ALM/Busy Circuits Pip Slope (Rev II)
British developer ALM/Busy Circuits’ Pip Slope fits an impressive amount of enveloping goodness into a miniature 4HP. Building on the original Pip Slope, its CV‑controllable attack and decay times boast a whopping range, from 1ms to 7 minutes, and it also has the ability to morph smoothly between exponential, linear and logarithmic slopes via a Shape knob. Perhaps most interestingly, it also features a Loop mode that can cycle the envelope with decreasing amplitude or decreasing time if desired, opening the door for delay‑type effects or sweeping dynamic movement across a patch. Barely touching the £100 mark, this is certainly bang for your buck.
Endorphin.es Airstreamer 4
We love Endorphin.es’ aesthetic — somehow they even manage to make a function generator look cool. Condensing the previously 6HP Airstreamer into a Pip Slope‑rivalling 4HP, the Airstreamer 4 selectively offers CV control over its decay time, though not its attack time. This might sound limiting, but there’s masses here: dual envelope CV outputs offer unipolar or bipolar voltage ranges, while a polariser knob can attenuate or invert its output voltage, also providing an additional VCA input to scale and invert the envelope for a “compact side‑chain envelope solution”, in Endorphin.es’ words. There’s even a very smart Volt‑per‑octave input for tuned control when oscillating at audio rates.
After Later Audio Tilt
After Later Audio’s take on a five‑decade old Serge classic, the Slope Generator, the Tilt is described by its developer as “really a jack of all trades.” Like its predecessor, it offers both unipolar and bipolar outputs, adding separate controls for exponential and logarithmic responses at both the rise and fall stage, as well as a gate/sustain function for a full ADSR envelope. Usefully, there are both inputs and outputs for both the rise and fall stages of the envelope, as well as one for both.

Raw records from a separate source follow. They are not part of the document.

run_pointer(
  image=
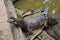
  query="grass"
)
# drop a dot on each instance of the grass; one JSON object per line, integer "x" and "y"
{"x": 35, "y": 4}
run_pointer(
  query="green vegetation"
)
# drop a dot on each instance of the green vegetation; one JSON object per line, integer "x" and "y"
{"x": 35, "y": 4}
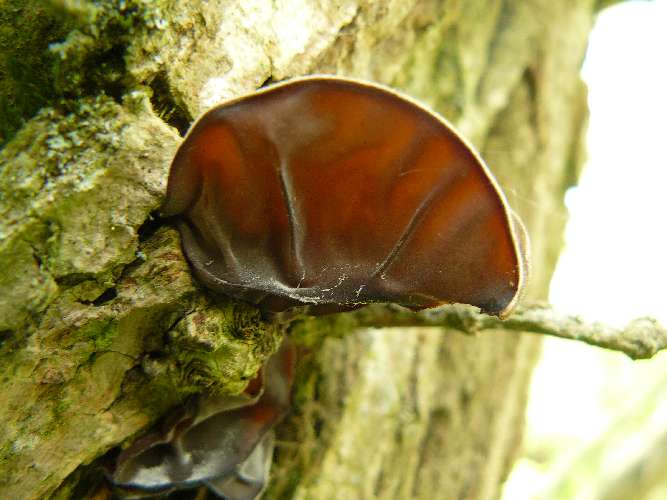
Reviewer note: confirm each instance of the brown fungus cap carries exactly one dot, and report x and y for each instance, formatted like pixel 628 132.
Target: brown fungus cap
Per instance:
pixel 335 193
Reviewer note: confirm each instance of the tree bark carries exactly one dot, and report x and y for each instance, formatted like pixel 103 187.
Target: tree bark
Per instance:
pixel 103 330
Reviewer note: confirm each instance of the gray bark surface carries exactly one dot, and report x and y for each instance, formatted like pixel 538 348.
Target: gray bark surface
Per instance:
pixel 103 330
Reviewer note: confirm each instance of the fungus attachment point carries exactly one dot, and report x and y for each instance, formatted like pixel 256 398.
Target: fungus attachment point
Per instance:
pixel 225 442
pixel 335 193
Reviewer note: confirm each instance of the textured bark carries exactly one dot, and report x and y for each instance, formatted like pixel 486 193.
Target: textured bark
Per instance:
pixel 103 330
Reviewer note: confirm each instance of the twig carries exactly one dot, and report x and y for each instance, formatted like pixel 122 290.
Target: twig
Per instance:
pixel 642 338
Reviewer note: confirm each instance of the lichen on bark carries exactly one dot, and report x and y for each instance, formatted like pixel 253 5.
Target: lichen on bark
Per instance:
pixel 103 329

All the key functions you’d hope for are here, including things like the capacity to use the In input to create a slew limiter, and in a rather lovely black and gold finish, too.
Erica Synths mki x es.EDU EG
The cheapest on our list at just €55, this envelope generator was brought forth by the excellent mki x es.EDU, a collaboration between Erica Synths and educational electronics whizz Moritz Klein, and it seeks to coax even the most timid prospective DIY‑er into the world of electronics and circuit design. Described as a “slightly optimised” ADSR envelope generator, the EG is a simple and useful function generator, configurable to either an ASR or an AD response that ignores input gate time. A toggle switch for looping and an inverted output cap off an interface that’s all about the essentials. A simple kit at a great price, resulting in a great module. What’s not to love? Best order that soldering iron.
Make Noise FUNCTION
Derived from one of Eurorack’s most successful function generators — make that one of the most successful modules — the Make Noise Maths, the Function’s staggering time range begins at 2ms and extends to a possible 25 minutes per cycle, for those truly slow‑growing sound experiments. Beyond this is a flexible palette of linear, logarithmic and exponential functions, as well as inversion and integration for lag, slew and the like. A Hang input allows the circuit, as Make Noise put it, to “stop dead in its tracks” for capable sample and hold, track and hold, stepped movement and more.